To create a Nonterminal, derive from NTE:

class Program(NTE):pass

A Terminal Symbol is derived from TE and can create a regular expression to direct to tokenizer:

class Value(TE):
	expression = re.compile("\d+")

TE provides a defaul-re: \w+.

The syntax is created by adding rules to a database:

add_rule(Program, [ "constant", Value ])

Such a syntax can be parsed easily:

parse_tree = parse("constant 123")

2. Options through inheritance

To add an additional rule in the syntax, inheritance can be utilized.

class Program(NTE):pass
class Statement(NTE):pass
class PrintStatement(Statement):pass
class SetStatement(Statement):pass

add_rule(PrintStatement, [ "print", Value ] )
add_rule(SetStatement, [ "set", Name, "=", Value] )
add_rule(Program, [ Statement ])

The parser will detect the inheritance and try to match PrintStatement as well as SetStatement when a Statement is required. This reflects the 'isa' relationship.
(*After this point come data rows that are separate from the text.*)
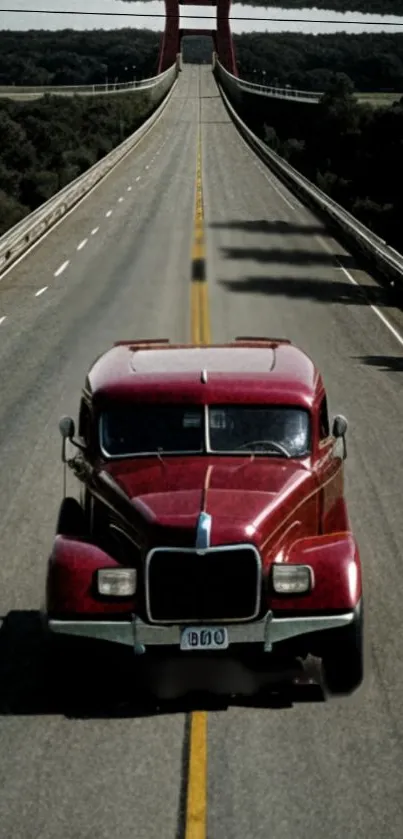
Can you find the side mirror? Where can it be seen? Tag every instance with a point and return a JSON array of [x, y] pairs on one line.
[[339, 426], [67, 430], [339, 430]]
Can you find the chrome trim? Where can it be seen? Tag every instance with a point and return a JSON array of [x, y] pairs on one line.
[[121, 632], [218, 549], [268, 631], [203, 532], [140, 635]]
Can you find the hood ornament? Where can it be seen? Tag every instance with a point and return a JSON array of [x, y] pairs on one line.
[[203, 532]]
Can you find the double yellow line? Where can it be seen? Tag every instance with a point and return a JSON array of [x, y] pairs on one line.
[[196, 801], [200, 319]]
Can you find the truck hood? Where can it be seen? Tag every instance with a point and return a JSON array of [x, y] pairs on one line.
[[240, 495]]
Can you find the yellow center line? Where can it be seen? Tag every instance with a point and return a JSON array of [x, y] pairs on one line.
[[196, 804], [200, 316]]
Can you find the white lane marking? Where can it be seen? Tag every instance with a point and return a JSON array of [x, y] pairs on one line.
[[396, 334], [62, 268]]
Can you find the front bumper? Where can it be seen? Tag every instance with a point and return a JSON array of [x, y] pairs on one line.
[[142, 636]]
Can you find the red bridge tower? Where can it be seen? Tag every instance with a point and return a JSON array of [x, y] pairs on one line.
[[172, 36]]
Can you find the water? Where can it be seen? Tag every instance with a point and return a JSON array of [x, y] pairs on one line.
[[204, 18]]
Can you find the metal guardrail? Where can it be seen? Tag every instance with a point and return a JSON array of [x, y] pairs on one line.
[[25, 233], [36, 92], [386, 259], [279, 92]]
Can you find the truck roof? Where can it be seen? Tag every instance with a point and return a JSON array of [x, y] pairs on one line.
[[245, 370]]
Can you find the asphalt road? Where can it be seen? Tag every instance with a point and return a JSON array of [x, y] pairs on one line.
[[314, 770]]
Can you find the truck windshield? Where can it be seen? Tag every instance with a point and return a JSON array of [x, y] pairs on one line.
[[272, 430]]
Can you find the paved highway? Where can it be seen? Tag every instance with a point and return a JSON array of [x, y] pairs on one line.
[[314, 770]]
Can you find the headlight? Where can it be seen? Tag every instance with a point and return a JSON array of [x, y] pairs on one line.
[[117, 582], [292, 579]]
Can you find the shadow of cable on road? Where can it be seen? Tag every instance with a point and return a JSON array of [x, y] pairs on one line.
[[387, 363], [264, 226], [32, 684], [315, 290], [291, 256]]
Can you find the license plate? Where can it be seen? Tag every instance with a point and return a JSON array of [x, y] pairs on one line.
[[204, 638]]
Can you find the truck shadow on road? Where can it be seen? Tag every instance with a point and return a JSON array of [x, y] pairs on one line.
[[32, 683]]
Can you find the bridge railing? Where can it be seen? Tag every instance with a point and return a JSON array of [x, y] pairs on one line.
[[27, 92], [387, 262], [22, 236], [278, 92]]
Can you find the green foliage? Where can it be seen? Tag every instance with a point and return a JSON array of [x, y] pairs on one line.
[[47, 143], [373, 7], [368, 7], [69, 57], [354, 153], [373, 61]]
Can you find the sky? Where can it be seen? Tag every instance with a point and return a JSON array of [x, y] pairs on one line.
[[25, 21]]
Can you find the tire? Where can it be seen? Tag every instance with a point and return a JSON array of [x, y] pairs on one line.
[[343, 659], [71, 520]]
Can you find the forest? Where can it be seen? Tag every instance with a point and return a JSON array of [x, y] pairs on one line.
[[369, 7], [352, 152], [373, 61], [47, 143], [355, 153]]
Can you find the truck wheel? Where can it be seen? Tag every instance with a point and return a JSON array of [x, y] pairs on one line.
[[343, 658], [71, 520]]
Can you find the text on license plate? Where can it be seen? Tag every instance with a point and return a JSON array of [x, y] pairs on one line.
[[204, 638]]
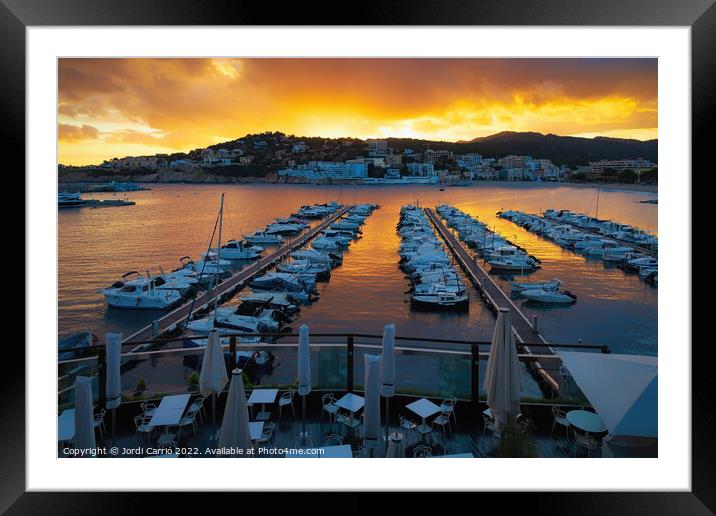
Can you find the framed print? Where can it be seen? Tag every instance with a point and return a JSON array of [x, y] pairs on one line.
[[433, 238]]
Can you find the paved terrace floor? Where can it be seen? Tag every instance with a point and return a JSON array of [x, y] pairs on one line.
[[468, 435]]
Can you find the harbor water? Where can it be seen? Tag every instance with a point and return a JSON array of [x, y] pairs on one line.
[[368, 290]]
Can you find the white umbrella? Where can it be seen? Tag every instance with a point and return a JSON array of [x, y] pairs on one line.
[[84, 419], [304, 370], [396, 446], [235, 425], [213, 377], [387, 370], [371, 409], [114, 382], [503, 381]]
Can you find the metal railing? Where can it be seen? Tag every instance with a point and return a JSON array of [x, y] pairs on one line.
[[351, 342]]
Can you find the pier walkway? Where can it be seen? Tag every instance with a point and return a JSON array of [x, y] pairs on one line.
[[229, 285], [525, 333], [637, 247]]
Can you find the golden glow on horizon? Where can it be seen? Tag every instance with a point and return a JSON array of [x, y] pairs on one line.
[[117, 107]]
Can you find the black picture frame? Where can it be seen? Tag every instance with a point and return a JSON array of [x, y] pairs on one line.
[[700, 15]]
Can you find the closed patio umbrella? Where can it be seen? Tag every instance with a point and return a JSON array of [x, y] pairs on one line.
[[235, 425], [213, 377], [396, 446], [387, 371], [304, 371], [371, 409], [114, 382], [503, 382], [84, 419]]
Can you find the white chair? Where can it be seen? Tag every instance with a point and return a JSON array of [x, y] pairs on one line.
[[443, 421], [488, 423], [287, 399], [333, 440], [267, 435], [199, 407], [409, 428], [422, 451], [448, 405], [99, 423], [586, 441], [142, 426], [148, 408], [560, 418], [329, 406], [189, 419]]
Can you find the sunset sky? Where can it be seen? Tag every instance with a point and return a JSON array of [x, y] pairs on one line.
[[118, 107]]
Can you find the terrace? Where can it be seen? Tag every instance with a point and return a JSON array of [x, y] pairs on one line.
[[425, 368]]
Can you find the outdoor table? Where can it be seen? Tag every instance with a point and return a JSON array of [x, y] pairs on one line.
[[342, 451], [256, 428], [352, 403], [170, 410], [263, 396], [66, 426], [423, 408], [585, 420], [166, 439]]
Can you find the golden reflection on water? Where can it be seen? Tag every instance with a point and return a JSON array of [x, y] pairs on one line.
[[96, 246]]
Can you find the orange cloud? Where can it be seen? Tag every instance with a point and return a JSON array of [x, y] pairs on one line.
[[180, 104], [74, 133]]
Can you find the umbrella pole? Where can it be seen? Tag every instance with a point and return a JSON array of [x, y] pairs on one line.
[[303, 416], [213, 416], [114, 425]]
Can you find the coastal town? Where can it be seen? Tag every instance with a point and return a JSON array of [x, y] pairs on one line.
[[276, 157]]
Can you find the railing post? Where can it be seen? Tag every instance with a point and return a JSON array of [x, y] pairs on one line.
[[349, 363], [232, 352], [475, 373], [102, 375]]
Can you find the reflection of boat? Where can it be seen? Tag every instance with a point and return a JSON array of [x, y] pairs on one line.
[[140, 293], [85, 340], [549, 296], [261, 237], [69, 200], [234, 250], [547, 285]]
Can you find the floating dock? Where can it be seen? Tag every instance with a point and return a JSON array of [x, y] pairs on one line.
[[526, 334], [228, 286]]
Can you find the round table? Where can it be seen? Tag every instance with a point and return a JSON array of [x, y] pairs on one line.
[[585, 420]]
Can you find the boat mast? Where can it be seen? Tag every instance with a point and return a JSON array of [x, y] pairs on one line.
[[596, 214], [218, 260]]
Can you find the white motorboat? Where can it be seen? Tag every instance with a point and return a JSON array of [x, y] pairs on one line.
[[261, 237], [139, 293], [549, 296], [283, 229], [546, 285], [645, 262], [441, 300], [234, 250], [512, 264], [321, 270]]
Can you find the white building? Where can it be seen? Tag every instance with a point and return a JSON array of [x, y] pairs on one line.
[[421, 169], [377, 147]]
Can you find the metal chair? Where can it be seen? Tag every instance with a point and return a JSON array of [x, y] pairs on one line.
[[443, 421], [586, 441], [422, 451], [142, 426], [333, 440], [99, 423], [560, 418], [287, 399], [329, 405]]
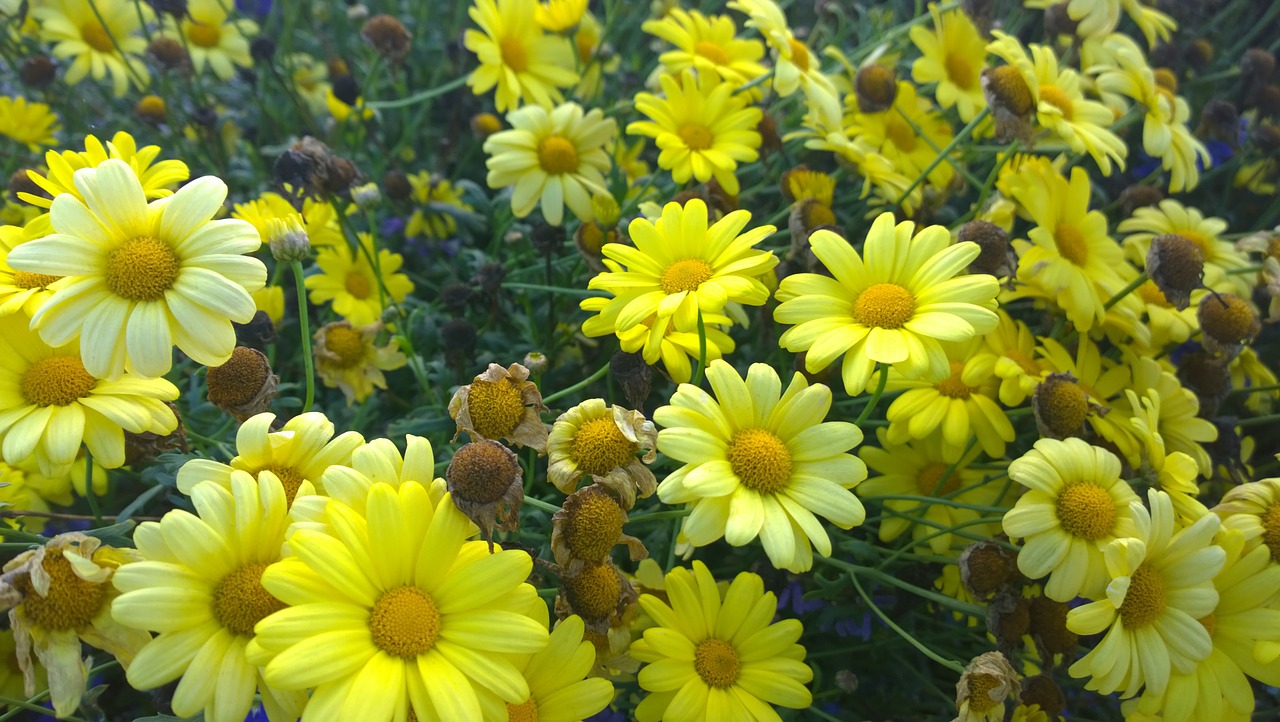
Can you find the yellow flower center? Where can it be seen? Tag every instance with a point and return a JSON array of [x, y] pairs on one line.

This would represent the EBNF:

Program:
  Statement
  .
Statement:
  PrintStatement
  | SetStatement
  .
PrintStatement:
  "print" Value
  .
SetStatement:
  "set" Name "=" Value
  .

However, the inheritance rule is only added when a rule for the subclass is added via add_rule.

3. Choices

Take this EBNF:

SimpleProgram:
  "{" SimpleProgram "}"
  | "x"
  .

To create choices, additional rules must be defined:

class SimpleProgram(NTE): pass
add_rule(SimpleProgram, [ "{", SimpleProgram, "}"] )
add_rule(SimpleProgram, "x")

This is similar to the inheritance approach above, but not identical because an option implemented this way can have different productions, as inhertance-choices are purely forwarding rules.

4. Repetitions

Take this EBNF:

List: Value { "," Value }
  .

To parse lists, the following syntax is used:

class Rep1(NTE):pass
class Value(NTE):pass
class List(NTE):pass
add_rule(List, [ Value, [Rep1] ])
add_rule(Rep1, [ ",", Value ])

But this will change in future, hopefully.

5. Parse Tree

The function parse returns the top production class instantiated. All NTE classes have the field items which contain respective TE’s, NTE’s instantiated. TE classes have a member value bound to the parsed value.

For constant TE’s ( like in this rule: ["is", "+"]), TE classes are generated at runtime, containing a regular expression matching exactly the given string. Those TE classes have their name set to "TE_"+name, where name is exactly the given constant string.

6. Hooks, Semantic actions

Since the parser returns a parse tree with the NTE/TE classes instantiated, semantic actions can be easily defined by implementing methods in the classes.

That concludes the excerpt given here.